Epidural Philosophies
Two philosophies exist regarding epidural analgesia during labor.
One approach is to use epidural analgesia as the preferred method of pain control almost to the exclusion of all other comfort measures. With this approach, mothers often intend to request an epidural early.
By controlling the pain, an epidural also offers an opportunity to preserve a mother’s dignity. Sometimes the prospect of losing control is more frightening than the pain itself. Instead of risking her composure in the work of labor, a mother imagines enjoying the birth of her child in relative comfort. Some women experience this with an epidural. Some do not. Between 5% and 15% of epidurals placed for pain control during labor fail.
This approach avoids any difficult moments trying to explain less well-known methods to hospital staff. It has the added plus of being cutting edge by using modern medical technology to a laboring woman's advantage.
Another approach is to enlist the help of an epidural only after other methods of pain relief are not enough. With this approach, a laboring woman doesn't just grit her teeth and hope for the best. She prepares a variety of other labor coping modalities in advance. To do this she may need to invest in a skilled doula and an independent childbirth education class. In some cases, however, these methods are not enough. For example, labor pain may be associated with such anxiety that it interferes with labor progress. Or the pain so overwhelms a laboring woman that she is unable to cope with the work of labor. In these cases, an epidural can reduce anxiety or allow her to regather her strength. Sometimes painful procedures are needed during childbirth. An epidural allows her to be awake and alert during procedures such as a cesarean.

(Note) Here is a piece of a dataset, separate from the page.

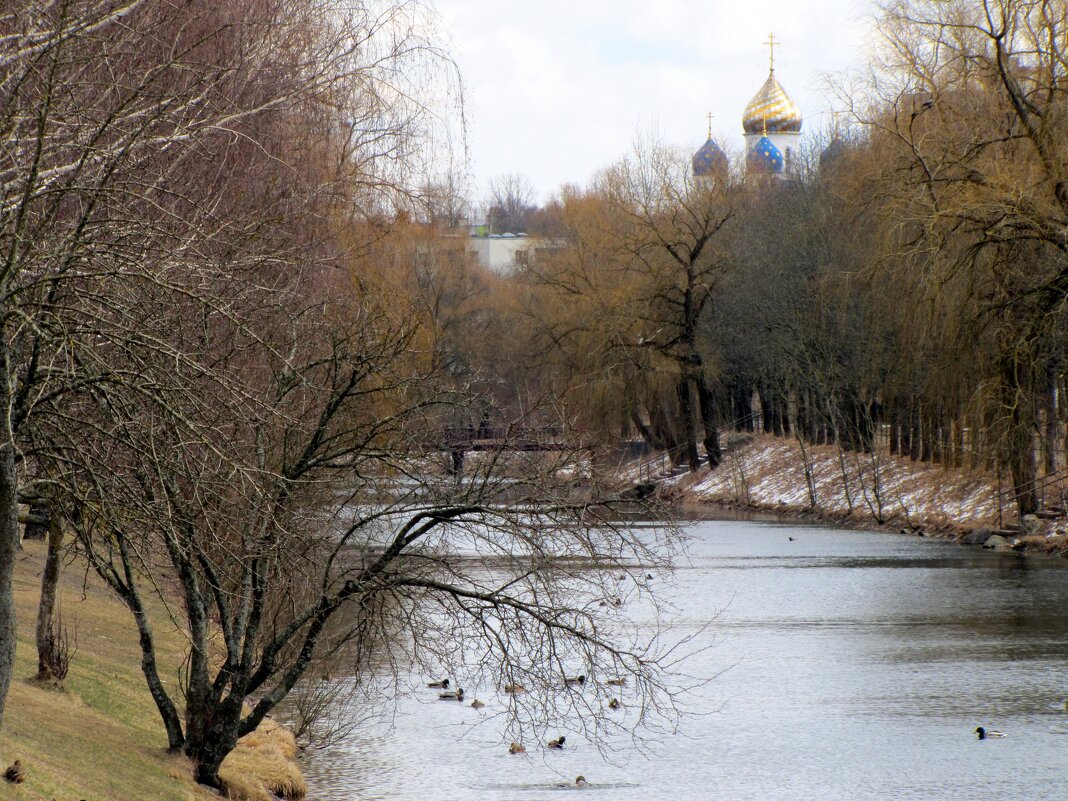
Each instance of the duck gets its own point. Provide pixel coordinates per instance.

No matter which philosophy a woman subscribes to, epidurals come with side effects that can alter the course of labor. By using an epidural, a laboring woman gains some control over pain and over her own behavior in exchange for the loss of some control over her labor, her body, and her baby.
How Pain Signals Travel
During
labor, pain signals travel up the spinal cord to the brain. Non-painful
sensations about the cervix, uterus, and baby also travel up the spinal
cord. The mother’s own expectations and endorphins adjust these
signals. Based on all the information received, conscious and
unconscious messages are sent back down to tell the body what to do. These nerves lie bundled together in the spinal cord surrounded by the spinal fluid. The spinal cord and spinal fluid are covered by a membrane called the dura.
Technical Details of Epidurals
Medications
can be used to stop or change pain messages traveling in the spinal
cord. With spinal anesthesia, these medications are placed inside the
dura. With epidural anesthesia, these medications are placed outside
the dura.
Using low levels of medications for epidural anesthesia lets the woman still have some sensation instead of being completely numb. These "walking” or “lite” epidurals are intended to allow the woman to continue to participate while having pain relief.

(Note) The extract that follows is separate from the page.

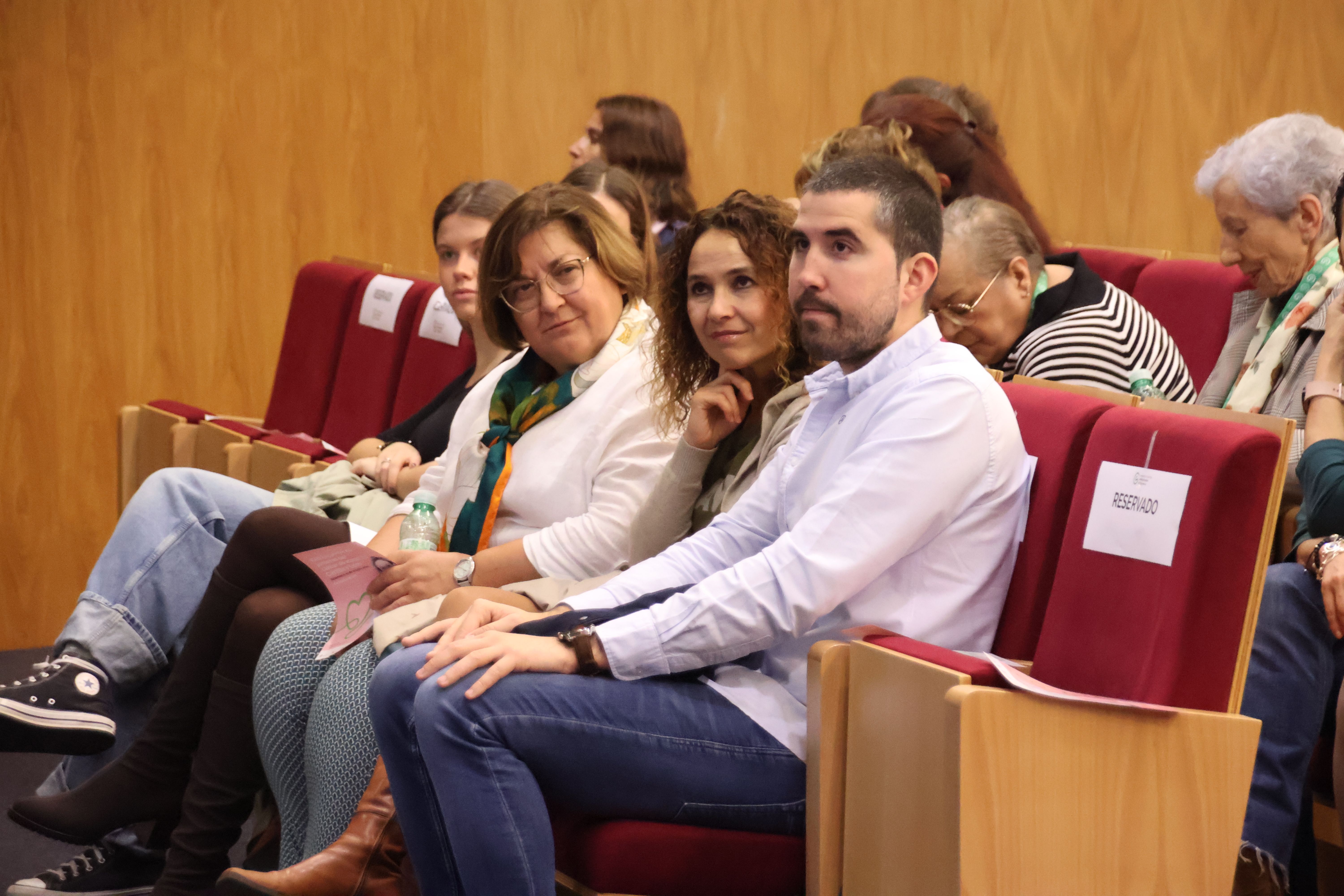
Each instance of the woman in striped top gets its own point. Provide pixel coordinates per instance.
(1049, 318)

Combined spinal epidural anesthesia uses medications both inside and outside the dura. The anesthesiologist positions a special needle to inject a one-time dose of spinal anesthesia. Then a tiny flexible tube is placed through the needle to provide ongoing epidural anesthesia. The needle is removed, leaving the flexible tube in place. The tube is attached to a bag of medicine that may contain a narcotic like fentanyl or an anesthetic like bupivicaine or both. How fast and how much medicine goes into the tube can be set by either the hospital staff or the laboring woman. This is done by setting up a machine that gives preset doses with a push of a button. Combined spinal epidural anesthesia promises faster pain relief and less weakness than the traditional epidural by itself.